The default version is quite slow, (although faster than the unpatched version). This protocol was under development at the time of release and uses minimization in combination with fragment assembly. While slower, it may be more effective for proteins with complex topologies. This protocol has not been published. The original folding protocol published in the Bowers et al J Biomolec NMR article is also now available. This protocol runs MUCH faster than the default protocol.It is accessed by using the '-fast' command-line option.
Second, significant speed advantages can be obtained by trimming your NOE list appropriately.
We typically do not include any short range NOEs: < i, i+9 .
These NOEs should be used in selecting fragments, but for fragment assembly, the information is already inherent in the fragment set, and rosetta does not require many short range constraints to form regular secondary structure.

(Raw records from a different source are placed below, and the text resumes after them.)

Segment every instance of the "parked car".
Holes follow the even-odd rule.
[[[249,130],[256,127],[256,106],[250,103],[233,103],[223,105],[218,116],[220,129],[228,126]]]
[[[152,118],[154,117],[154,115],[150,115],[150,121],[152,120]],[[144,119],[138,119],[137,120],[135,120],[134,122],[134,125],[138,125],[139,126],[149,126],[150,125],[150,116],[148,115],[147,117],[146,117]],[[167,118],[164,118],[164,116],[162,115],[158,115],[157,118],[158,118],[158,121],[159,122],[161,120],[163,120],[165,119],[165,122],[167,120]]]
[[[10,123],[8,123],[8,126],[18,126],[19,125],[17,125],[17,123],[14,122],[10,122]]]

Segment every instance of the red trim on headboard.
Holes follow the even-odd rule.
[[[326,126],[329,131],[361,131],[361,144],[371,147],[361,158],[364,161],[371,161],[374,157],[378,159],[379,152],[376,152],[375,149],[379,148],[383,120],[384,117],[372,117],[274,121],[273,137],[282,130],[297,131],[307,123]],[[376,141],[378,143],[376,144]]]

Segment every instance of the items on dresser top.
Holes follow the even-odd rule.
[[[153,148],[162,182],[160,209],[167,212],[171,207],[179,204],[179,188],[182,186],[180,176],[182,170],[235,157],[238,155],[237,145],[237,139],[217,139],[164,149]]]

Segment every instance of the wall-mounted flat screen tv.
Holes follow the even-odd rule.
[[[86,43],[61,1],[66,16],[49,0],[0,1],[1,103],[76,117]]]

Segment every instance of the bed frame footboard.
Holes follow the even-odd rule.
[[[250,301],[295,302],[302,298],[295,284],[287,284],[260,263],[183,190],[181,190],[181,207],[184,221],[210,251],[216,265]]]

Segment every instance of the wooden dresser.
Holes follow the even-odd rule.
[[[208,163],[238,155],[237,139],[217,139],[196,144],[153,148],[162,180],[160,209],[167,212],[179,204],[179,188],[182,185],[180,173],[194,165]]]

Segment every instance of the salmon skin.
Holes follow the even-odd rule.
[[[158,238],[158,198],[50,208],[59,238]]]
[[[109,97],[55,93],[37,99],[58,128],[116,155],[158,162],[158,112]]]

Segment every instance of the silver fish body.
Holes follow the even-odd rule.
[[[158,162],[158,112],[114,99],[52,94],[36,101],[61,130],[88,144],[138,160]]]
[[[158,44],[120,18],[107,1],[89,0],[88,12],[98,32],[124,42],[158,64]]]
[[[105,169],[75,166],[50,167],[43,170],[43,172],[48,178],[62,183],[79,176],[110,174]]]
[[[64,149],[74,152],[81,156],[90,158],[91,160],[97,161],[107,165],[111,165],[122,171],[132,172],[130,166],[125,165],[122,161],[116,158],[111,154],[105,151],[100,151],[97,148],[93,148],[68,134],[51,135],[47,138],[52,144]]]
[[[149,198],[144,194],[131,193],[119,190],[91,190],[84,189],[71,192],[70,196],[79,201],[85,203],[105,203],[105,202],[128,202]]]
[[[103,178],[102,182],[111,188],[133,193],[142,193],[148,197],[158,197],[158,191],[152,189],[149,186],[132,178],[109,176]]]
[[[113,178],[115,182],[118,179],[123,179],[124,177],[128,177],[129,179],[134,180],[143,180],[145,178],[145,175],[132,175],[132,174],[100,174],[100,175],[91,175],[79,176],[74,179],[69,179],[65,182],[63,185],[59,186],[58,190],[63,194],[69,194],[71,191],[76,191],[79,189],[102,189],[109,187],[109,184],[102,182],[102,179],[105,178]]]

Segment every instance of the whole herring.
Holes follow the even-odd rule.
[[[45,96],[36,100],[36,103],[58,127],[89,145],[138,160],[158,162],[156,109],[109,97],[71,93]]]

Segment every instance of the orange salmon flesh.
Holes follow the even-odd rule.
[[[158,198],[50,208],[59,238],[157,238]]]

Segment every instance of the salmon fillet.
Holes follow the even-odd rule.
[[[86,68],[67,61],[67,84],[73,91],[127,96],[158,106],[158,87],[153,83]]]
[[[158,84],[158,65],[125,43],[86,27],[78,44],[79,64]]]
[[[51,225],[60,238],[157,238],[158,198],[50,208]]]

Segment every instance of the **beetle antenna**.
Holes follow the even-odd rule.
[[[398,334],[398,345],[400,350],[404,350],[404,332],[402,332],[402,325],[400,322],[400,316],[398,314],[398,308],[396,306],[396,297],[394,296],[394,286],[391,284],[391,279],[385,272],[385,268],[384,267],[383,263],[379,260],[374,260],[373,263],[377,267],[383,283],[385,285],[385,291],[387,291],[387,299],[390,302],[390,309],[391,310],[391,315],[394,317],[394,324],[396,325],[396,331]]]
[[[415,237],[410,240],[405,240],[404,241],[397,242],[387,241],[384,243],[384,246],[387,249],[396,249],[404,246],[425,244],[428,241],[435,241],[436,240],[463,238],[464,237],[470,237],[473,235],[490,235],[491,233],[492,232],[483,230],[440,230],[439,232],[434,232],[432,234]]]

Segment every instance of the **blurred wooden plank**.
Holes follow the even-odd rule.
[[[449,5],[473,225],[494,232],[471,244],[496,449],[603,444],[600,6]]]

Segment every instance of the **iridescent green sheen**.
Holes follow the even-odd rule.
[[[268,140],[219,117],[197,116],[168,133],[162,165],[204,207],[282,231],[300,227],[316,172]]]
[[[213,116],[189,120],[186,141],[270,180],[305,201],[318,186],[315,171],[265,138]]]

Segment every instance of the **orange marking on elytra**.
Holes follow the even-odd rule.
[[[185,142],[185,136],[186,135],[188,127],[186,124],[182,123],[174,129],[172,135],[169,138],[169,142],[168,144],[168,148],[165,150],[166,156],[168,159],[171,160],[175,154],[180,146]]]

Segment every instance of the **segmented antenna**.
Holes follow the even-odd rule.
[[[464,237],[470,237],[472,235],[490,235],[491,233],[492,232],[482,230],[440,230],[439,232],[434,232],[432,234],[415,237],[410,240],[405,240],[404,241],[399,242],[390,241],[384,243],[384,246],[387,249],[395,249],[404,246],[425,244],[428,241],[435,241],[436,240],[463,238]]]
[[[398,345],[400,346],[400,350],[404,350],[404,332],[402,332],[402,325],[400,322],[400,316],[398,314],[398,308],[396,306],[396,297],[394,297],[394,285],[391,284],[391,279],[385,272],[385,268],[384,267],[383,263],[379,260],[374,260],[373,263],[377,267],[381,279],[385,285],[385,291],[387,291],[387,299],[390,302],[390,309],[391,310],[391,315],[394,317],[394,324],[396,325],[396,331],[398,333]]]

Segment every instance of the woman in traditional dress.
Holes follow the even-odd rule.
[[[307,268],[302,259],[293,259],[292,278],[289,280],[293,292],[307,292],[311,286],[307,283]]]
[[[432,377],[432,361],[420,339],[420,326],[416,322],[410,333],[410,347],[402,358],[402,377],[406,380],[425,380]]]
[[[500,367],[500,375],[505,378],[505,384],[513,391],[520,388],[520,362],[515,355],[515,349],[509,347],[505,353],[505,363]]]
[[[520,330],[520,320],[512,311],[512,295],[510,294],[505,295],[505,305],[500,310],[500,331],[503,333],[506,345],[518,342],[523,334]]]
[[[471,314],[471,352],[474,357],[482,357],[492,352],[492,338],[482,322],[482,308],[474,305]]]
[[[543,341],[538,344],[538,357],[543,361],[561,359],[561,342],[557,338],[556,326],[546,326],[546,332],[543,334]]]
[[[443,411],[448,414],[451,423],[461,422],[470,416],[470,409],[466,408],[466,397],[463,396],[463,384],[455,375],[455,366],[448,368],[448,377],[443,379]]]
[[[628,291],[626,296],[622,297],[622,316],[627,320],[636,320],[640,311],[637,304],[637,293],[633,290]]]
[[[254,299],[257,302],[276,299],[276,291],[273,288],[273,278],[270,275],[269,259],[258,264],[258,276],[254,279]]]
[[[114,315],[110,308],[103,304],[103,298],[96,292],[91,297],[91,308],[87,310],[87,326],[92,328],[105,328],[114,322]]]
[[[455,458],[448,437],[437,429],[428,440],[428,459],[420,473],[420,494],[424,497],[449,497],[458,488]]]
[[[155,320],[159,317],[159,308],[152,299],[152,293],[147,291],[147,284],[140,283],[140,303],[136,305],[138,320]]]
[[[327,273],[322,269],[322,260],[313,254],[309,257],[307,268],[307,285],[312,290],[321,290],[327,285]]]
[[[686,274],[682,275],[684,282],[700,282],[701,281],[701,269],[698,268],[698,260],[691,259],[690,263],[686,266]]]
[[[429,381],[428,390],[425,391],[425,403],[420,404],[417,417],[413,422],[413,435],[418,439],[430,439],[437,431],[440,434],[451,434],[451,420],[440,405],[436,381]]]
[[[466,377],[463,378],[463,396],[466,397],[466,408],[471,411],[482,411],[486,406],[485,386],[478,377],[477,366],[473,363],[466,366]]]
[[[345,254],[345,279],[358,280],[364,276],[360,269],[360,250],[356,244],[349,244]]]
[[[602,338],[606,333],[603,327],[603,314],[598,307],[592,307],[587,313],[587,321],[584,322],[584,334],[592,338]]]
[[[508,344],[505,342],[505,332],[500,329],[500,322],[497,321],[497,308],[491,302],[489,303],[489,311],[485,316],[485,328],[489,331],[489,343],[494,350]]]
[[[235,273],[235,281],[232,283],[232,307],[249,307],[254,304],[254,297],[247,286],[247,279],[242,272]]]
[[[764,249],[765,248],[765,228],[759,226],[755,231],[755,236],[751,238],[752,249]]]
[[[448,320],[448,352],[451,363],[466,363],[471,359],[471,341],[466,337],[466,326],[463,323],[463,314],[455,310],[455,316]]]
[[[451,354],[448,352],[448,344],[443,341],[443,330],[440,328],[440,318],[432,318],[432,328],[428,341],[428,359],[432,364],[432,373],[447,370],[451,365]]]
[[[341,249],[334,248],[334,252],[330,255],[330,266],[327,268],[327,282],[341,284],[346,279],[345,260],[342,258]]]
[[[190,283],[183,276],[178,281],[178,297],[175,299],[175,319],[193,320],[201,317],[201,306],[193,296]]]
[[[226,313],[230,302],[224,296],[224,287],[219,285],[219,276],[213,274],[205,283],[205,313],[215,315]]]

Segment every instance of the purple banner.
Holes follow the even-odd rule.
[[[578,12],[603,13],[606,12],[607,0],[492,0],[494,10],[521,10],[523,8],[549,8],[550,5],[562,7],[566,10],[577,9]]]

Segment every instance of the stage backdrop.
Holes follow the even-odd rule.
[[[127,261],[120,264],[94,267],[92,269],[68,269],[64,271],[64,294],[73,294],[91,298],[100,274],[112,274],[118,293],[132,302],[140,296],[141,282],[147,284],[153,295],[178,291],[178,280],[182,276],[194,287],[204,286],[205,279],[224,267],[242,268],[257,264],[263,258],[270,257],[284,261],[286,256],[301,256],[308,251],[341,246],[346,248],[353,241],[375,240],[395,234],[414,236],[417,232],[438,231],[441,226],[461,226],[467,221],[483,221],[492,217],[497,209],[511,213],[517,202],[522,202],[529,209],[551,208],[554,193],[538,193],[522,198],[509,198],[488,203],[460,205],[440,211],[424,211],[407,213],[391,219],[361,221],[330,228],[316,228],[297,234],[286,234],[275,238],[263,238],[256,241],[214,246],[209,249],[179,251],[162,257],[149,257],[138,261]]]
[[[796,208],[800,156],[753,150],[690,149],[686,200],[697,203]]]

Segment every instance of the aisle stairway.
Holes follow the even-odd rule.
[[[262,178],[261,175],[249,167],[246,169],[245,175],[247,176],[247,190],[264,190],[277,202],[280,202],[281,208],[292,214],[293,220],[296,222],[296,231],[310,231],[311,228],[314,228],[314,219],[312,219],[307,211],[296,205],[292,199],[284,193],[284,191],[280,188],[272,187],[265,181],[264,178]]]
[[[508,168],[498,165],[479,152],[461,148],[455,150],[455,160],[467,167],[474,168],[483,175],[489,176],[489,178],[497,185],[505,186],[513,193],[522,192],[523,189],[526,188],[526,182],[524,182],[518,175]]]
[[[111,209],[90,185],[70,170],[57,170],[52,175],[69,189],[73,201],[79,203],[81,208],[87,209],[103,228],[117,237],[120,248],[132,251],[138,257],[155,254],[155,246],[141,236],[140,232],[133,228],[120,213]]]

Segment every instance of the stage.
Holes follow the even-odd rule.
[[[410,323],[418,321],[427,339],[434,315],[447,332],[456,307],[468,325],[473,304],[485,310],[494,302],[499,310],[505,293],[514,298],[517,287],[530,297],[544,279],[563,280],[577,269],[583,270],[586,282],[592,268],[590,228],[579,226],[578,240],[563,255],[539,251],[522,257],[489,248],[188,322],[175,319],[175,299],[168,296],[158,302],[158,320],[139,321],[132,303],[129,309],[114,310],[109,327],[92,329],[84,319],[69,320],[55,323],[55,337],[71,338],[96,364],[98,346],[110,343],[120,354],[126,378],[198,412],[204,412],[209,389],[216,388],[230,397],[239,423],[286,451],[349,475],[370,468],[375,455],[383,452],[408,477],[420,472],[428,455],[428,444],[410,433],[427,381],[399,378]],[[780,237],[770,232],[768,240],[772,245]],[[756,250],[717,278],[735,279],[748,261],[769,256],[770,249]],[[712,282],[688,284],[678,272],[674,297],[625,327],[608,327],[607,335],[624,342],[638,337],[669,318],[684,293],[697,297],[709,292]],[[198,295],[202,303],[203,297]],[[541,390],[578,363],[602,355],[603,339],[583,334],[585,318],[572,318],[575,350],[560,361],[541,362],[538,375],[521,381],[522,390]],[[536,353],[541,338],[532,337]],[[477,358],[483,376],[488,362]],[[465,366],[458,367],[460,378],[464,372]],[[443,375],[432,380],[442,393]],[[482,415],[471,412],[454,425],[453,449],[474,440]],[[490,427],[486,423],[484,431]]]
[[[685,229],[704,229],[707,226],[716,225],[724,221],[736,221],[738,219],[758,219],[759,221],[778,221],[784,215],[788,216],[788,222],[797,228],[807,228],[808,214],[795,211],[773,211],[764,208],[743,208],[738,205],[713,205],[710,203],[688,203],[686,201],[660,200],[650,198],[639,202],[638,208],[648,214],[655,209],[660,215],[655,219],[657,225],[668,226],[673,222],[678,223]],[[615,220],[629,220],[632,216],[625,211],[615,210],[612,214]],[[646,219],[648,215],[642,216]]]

Q: How can I get coordinates for the fragments in my fragment libraries?
A:
Coordinates for all fragments are precalculated in the vall_cst_coord.dat.* file. The fields in this file are:
1 frag source pdb name 2 frag source chain 3 frag source residue 5-7 HN coords (x,y,z) 8-10 HA coords 11-21 coefficients for evaluating RDC restraints 22-24 N coords 25-27 CA coords 28-30 CB coords 31-33 C coords 34-36 O coords
All fragments in fragment libraries are identified by the frag source pdb name, chain and residues, allowing relevant coordinates to be extracted from the vall_coord_cst.dat.* data file.